Unemployment falls to historic lows
The ABS data revealed that the unemployment rate in December 2021 stood at 4.2%. This is slightly higher than the unemployment rate seen in the 1970s, which ranged below the 4% threshold. Additionally, the current rate has not been seen since the Global Financial Crisis hit the markets. Needless to say, December employment has significantly outshone many economic indicators, pointing to the booming labour market.

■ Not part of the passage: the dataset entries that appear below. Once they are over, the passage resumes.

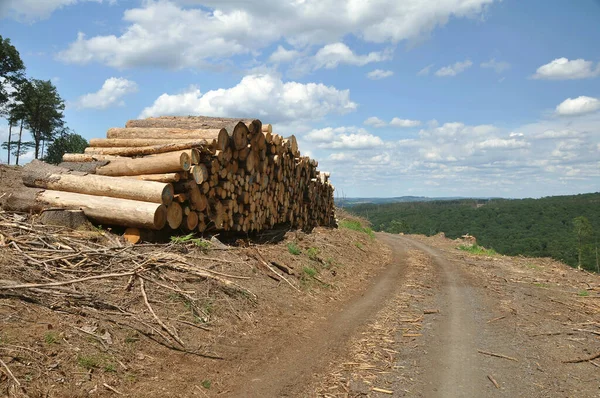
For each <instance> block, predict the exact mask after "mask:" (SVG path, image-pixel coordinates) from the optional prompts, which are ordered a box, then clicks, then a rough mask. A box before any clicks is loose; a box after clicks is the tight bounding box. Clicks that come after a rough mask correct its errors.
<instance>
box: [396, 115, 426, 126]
mask: <svg viewBox="0 0 600 398" xmlns="http://www.w3.org/2000/svg"><path fill="white" fill-rule="evenodd" d="M419 125H421V121H419V120H410V119H400V118H398V117H395V118H393V119H392V121H391V122H390V126H394V127H416V126H419Z"/></svg>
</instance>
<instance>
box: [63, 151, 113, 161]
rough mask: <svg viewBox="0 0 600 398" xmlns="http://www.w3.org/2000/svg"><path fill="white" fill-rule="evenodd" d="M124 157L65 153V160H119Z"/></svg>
mask: <svg viewBox="0 0 600 398" xmlns="http://www.w3.org/2000/svg"><path fill="white" fill-rule="evenodd" d="M119 159H122V157H121V156H113V155H97V154H89V153H65V154H64V155H63V162H76V163H81V162H103V161H110V160H119Z"/></svg>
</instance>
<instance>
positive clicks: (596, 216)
mask: <svg viewBox="0 0 600 398" xmlns="http://www.w3.org/2000/svg"><path fill="white" fill-rule="evenodd" d="M347 210H349V211H350V212H352V213H355V214H357V215H361V216H364V217H366V218H368V219H369V220H370V221H371V222H372V223H373V228H374V229H375V230H379V231H387V232H391V233H399V232H404V233H409V234H425V235H434V234H437V233H439V232H444V233H445V234H446V236H448V237H449V238H457V237H459V236H461V235H464V234H466V233H468V234H471V235H474V236H475V237H477V241H478V243H479V244H480V245H482V246H485V247H487V248H493V249H494V250H496V251H497V252H499V253H502V254H507V255H518V254H522V255H525V256H535V257H553V258H555V259H557V260H560V261H563V262H565V263H567V264H569V265H571V266H577V265H578V262H579V258H580V256H581V263H582V266H583V267H584V268H586V269H590V270H596V269H597V268H596V267H597V261H598V260H597V258H598V254H597V250H598V249H599V248H598V245H599V240H600V193H592V194H582V195H574V196H553V197H547V198H542V199H519V200H515V199H510V200H509V199H492V200H453V201H434V202H413V203H392V204H384V205H374V204H363V205H356V206H352V207H349V208H347Z"/></svg>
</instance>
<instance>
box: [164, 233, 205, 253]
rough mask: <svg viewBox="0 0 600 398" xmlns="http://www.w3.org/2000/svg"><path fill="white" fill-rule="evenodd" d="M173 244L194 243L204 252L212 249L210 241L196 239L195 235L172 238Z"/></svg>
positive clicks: (171, 239) (185, 235)
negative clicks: (205, 250) (200, 248)
mask: <svg viewBox="0 0 600 398" xmlns="http://www.w3.org/2000/svg"><path fill="white" fill-rule="evenodd" d="M171 243H192V244H193V245H195V246H198V247H199V248H201V249H202V250H207V249H210V247H211V244H210V242H209V241H207V240H204V239H202V238H194V234H193V233H191V234H187V235H183V236H171Z"/></svg>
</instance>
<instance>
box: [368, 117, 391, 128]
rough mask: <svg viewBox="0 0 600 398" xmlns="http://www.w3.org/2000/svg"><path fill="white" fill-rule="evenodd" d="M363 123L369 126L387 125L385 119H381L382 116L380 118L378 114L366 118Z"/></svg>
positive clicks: (384, 125)
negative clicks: (385, 121)
mask: <svg viewBox="0 0 600 398" xmlns="http://www.w3.org/2000/svg"><path fill="white" fill-rule="evenodd" d="M363 123H364V124H366V125H367V126H373V127H385V126H387V123H386V122H385V121H383V120H381V119H380V118H378V117H376V116H371V117H370V118H368V119H367V120H365V121H364V122H363Z"/></svg>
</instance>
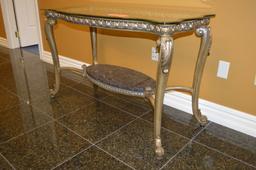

The rise in employment was majorly facilitated by a large unfulfilled supply of labour looming in the economy since the pandemic initially hit. As restrictions eased, businesses started searching for labour, prompting an increase in job ads to record high during the end of 2021.
Rise in hours worked
Australians took their job commitments seriously, as hours worked also rose by 1 per cent in December. Alongside positive employment numbers, a rise in hours worked reflected that the economy might be pushing back in full gear. With the prevalence of remote working conditions, jobs that require workers to be physically present have remained unfulfilled at large.
However, easing restrictions and a subsequent rise in vaccination rates brought much of the lost labour back into the market. Particularly in New South Wales, hours worked increased for the fourth consecutive month, marking a rise of 2% in December. Also, hours worked in Victoria rose by 1.4%, after a massive rise of 9.7% in November.
The latest results also revealed that the underutilisation rate fell by 1.3 percentage points to 10.8 per cent in December. This was the lowest figure in about 14 years, since November 2008.